GFG’s main financier Greensill Capital also collapsed in March 2021.

“These issues, while being managed effectively even while the plant underwent a significant restructuring process, have been exacerbated over the last few months due to the huge rise in energy and carbon prices,” the spokesperson said.

Local Belgian media reported that the ruling was welcomed by workers unions and ended months of uncertainty.
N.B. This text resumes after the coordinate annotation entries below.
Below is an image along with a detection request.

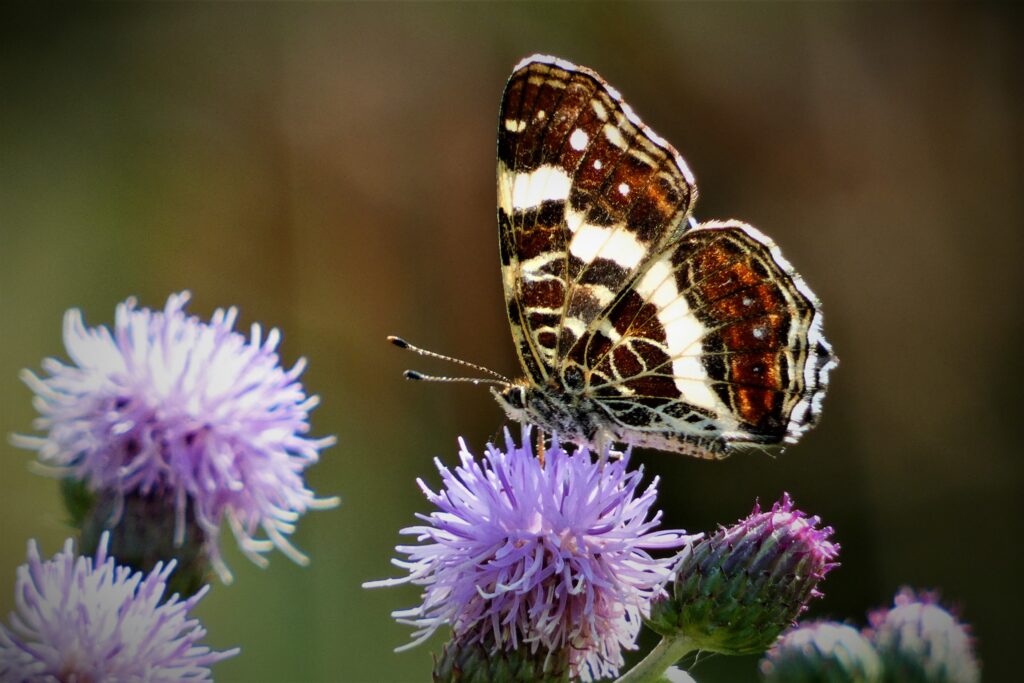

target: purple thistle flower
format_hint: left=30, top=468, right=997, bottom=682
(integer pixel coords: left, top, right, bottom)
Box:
left=0, top=536, right=239, bottom=683
left=366, top=428, right=692, bottom=680
left=865, top=588, right=981, bottom=683
left=14, top=292, right=338, bottom=581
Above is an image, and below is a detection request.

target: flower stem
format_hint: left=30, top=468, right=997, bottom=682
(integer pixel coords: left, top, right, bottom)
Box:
left=615, top=636, right=696, bottom=683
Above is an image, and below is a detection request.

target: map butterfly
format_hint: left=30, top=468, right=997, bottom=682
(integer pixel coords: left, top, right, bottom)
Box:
left=392, top=55, right=837, bottom=458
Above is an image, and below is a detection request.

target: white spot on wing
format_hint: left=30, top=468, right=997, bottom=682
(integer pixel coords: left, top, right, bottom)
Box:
left=569, top=128, right=590, bottom=152
left=601, top=123, right=626, bottom=150
left=512, top=165, right=572, bottom=209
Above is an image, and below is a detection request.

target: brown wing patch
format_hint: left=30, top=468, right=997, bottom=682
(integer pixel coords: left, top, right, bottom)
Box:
left=498, top=57, right=696, bottom=384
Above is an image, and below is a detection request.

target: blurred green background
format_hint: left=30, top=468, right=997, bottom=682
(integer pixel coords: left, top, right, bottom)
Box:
left=0, top=3, right=1024, bottom=683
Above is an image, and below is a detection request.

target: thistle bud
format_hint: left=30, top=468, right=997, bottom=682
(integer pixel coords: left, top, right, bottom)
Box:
left=867, top=589, right=981, bottom=683
left=761, top=622, right=883, bottom=683
left=648, top=495, right=839, bottom=654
Three liquidators had already been appointed, the reports said.

The GFG spokesperson said Liberty would be working with the administrators to identify the next steps for the business and its employees.

If liquidation does go ahead, it could take several months or longer, depending on interest from potential buyers for the company and/or its assets, as well as available financing.

The spokesperson said Liberty was continuing to engage with other possible raw material suppliers and partners to restart Liberty Liège’s sister plant at Dudelange in Luxembourg.

Liberty merged its Liege, Dudelange in Luxembourg and Magona steel works in Italy into its larger Galati integrated steel operation in Romania in June 2021 as part of a broader group restructuring.

Dudelange and Liege together have production capacities estimated at 1.6 million mt/year of galvanized/coated steel, 300,000 mt/year of cold-rolled coil and 200,000 mt/year of tinplate.

The Platts North European hot-dip galvanized coil domestic ex-works price was assessed at Eur1,520/mt April 6, down from its recent high of Eur1,550/mt reached March 23, but up from Eur1,100/mt at the start of 2022.